A friend of mine have sent me a link to an article from ComputerAndVideogames.com about the use of film IPs in the game industry. Here is a passage from it:
Fact: licensed property sells. Take a glance at the Top 10, stocked with such hippo poo as Harry Potter and Narnia, while works of genius like Beyond Good & Evil are left convulsing in the gutter.
If licensed games are so likely to sell that much, I wonder why studios don't risk more, implementing creative, original game design into that products and using established franchises as a lab. I guess some of the reasons are time and a conservative position from people holding the rights to the IP (but maybe that's something naive for me to say).
Take the Harry Potter franchise, for instance. Why can't there be a game set in Hogwarts, based on interpersonal relationships between the students? Maybe it could explore the tensions between Harry x Hermione X Weasley.
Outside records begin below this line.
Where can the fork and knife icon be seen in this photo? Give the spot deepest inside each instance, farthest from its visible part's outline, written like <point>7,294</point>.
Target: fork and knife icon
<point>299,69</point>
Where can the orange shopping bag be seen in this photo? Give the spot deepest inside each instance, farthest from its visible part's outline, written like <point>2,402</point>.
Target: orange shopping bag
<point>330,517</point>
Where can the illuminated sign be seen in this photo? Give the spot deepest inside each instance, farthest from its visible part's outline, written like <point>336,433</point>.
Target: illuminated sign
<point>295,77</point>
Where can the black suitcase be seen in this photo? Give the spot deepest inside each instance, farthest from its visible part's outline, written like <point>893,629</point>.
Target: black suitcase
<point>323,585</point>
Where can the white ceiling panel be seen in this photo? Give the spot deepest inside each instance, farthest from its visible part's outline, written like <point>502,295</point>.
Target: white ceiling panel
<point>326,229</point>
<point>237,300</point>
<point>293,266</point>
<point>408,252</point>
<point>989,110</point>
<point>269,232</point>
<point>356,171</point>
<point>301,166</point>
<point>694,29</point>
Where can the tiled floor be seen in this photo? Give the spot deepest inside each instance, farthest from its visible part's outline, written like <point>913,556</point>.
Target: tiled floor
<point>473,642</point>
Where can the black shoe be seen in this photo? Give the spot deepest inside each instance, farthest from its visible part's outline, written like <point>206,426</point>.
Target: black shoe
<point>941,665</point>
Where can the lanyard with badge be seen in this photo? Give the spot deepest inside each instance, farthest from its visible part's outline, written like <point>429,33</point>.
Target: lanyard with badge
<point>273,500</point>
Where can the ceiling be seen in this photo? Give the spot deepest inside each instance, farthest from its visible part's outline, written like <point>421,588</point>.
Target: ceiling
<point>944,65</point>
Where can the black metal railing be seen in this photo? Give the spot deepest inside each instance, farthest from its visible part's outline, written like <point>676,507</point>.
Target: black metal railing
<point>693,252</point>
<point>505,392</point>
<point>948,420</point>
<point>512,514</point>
Of course, I haven't read any of those books, so I don't really know what I am talking about...
Or let's take a look at some Batman games, or any super-heroes game, for that matter. Why there are not game modes where they have to protect their secret identities? Why can't we play Bruce Wayne, throwing parties and building a reputation capable of hiding the fact that he fights crime wearing a bat costume? Why not explore the mutual hate between Hulk and his alter-ego, Bruce Banner?
Still on graphic novels, V for Vendetta is a franchise that could have a game a la Republic, with stealth elements, based on it. And maybe the original Alan Moore's story, for its complexity, could be better translated into a game than into the movie they made based on it.
Plus, even more than We ♥ Katamari, I would ♥ to play I ♥ Huckabees. Not that this particular franchise could sell, though.
Of course, there are exceptions (SW:KOTOR, Lego Star Wars, etc.), but franchise-based games are, more often than not, uninspired. Or is this changing already? What do you think?
(thanks Hugh for the link)
5 comments:
Well, since the IP liscence holders aren't going to innovate, we scratchware autuers might as well. Right now I'm trying to figure out a rule-set/scripting system that will functionally operate in the way your Harry Potter example suggests.
Good luck! By the way, maybe you should implement something like that into Magic Circle (if that's not the plan already).
I think the Godfather analogy is even better as an example than Batmen and Potters.
After all, it is expected from a game like that a certain degree of innovation. A more mature audience would certainly enjoy it.
My essay on chreodes and the game industry, republished as the final chapter in 21st Century Game Design, makes the same argument: licensed games (with the greater risk protection that brings) are more logical places to innovate than in original IP.
However, the bottom line is that the required skills to create an innovative product are substantially greater than recreating an existing design. Most developers do not, in my opinion, have what it takes.
Here is a quote from the book:
"The obvious candidates for such originality (from a publisher's perspective) are licensed games, ironically the traditional reserve of the most conservative of designs. Because these games already have a certain expectation of audience from the appeal of the license itself, they are great opportunities to pursue originality. However, this is only the case when the license materials suggest a new form of gameplay."
That's pretty much the point I was trying to make (just written better and before :))
Godfather would have been a right choice, then. Batman, not so much.